The Charity Commission has opened a statutory inquiry into a poverty relief and education charity to look into concerns about “potential misconduct and mismanagement”.
The regulator opened its inquiry into The Mohiuddin Trust on 5 December 2018, having written to the charity back in the summer of 2017, following a review of its accounts for the year which “identified statements in its auditor’s report which indicated a financial risk to the charity”.
The Commission wrote to the charity to organise a meeting, whereupon it “soon became apparent that there was an ongoing internal dispute between competing parties claiming to be the charity’s trustees” and it was “unclear whether the charity had any validly appointed trustees”.
The regulator advised the competing parties to “mediate or engage in dispute resolution with each other” to address the dispute, but this process was not done “satisfactorily” and the Commission has said “that the dispute is now impacting upon the day-to-day running of the charity” and that it has seen evidence of “mismanagement by those in control of the charity”.
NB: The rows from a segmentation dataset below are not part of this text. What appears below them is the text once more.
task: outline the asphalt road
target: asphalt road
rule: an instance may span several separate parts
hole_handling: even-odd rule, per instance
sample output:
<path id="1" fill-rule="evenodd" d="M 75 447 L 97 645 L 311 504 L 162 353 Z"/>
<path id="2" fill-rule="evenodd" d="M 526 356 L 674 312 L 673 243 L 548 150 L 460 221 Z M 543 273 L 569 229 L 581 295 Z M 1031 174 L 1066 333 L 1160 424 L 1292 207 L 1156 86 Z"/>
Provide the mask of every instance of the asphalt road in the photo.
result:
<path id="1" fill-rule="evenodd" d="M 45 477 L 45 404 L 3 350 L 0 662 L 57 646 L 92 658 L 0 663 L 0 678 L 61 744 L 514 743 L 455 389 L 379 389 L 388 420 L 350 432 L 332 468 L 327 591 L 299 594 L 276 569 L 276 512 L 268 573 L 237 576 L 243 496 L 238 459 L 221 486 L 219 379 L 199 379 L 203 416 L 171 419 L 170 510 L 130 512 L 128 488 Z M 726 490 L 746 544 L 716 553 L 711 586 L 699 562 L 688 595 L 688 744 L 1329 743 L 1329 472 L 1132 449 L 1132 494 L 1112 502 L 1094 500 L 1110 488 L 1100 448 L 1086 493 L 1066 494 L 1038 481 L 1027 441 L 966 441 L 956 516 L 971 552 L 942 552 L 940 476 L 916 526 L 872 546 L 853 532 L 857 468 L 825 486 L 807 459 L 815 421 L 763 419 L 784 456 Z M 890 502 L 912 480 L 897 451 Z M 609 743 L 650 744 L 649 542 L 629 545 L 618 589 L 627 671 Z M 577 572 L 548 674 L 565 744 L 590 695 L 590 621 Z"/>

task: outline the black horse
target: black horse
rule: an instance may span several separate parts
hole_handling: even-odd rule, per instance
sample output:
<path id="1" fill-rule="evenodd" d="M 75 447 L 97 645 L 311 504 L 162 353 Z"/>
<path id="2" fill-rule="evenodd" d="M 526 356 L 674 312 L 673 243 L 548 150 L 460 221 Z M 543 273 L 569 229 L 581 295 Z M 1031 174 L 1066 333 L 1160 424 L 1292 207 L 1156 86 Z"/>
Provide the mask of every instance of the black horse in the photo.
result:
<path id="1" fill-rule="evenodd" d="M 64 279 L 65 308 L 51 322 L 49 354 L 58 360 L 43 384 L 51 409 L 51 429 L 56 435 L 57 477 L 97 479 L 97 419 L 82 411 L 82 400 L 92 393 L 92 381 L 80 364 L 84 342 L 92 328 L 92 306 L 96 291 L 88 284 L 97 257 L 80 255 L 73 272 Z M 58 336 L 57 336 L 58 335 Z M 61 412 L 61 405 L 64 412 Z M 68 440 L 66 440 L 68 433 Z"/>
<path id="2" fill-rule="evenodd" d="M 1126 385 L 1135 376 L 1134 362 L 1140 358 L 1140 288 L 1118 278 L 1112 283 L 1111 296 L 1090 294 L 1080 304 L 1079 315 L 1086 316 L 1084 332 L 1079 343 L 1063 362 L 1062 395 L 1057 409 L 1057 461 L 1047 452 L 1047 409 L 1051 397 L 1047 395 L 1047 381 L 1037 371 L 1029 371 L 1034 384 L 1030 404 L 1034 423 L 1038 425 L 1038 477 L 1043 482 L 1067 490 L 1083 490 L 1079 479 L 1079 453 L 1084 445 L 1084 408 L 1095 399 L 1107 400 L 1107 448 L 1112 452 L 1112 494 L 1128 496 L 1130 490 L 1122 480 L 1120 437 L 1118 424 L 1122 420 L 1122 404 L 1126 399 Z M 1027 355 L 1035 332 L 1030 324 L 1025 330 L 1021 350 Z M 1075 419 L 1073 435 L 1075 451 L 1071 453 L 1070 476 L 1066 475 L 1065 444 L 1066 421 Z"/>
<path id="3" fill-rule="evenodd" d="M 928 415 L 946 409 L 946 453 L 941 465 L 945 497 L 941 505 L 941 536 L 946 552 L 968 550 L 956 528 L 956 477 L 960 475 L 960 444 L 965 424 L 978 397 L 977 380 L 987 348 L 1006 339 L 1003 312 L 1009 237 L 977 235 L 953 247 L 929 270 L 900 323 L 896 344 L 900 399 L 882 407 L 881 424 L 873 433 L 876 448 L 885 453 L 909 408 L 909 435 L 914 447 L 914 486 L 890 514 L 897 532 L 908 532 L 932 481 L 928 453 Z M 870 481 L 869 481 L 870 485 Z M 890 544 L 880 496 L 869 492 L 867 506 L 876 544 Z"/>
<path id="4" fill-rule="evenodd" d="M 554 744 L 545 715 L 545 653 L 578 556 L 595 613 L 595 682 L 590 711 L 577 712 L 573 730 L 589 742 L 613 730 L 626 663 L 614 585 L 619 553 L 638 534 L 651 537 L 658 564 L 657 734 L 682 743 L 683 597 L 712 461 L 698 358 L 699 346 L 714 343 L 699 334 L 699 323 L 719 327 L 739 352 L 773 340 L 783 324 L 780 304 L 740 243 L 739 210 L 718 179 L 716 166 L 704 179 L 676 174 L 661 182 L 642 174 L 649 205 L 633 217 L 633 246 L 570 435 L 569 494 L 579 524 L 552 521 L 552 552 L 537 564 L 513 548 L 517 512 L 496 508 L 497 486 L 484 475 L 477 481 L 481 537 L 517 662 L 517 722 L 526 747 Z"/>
The statutory inquiry will be investigating the ongoing dispute and “how to regularise the concern that the charity has no validly appointed trustees”; whether those in control of the organisation have “properly exercised their legal duties and responsibilities” under charity law; whether there has been “misconduct and/or mismanagement by those in control of the charity” and the financial management of the charity in general.
The Mohiuddin Trust has previously been investigated by the Charity Commission . In 2010 there were allegations that a trustee of the organisation had “misappropriated a substantial sum of charity money and was personally benefitting from charitable funds”.
The Commission's inquiry found serious breaches had taken place and trustees were provided with regulatory advice.
The charity has been contacted for a comment.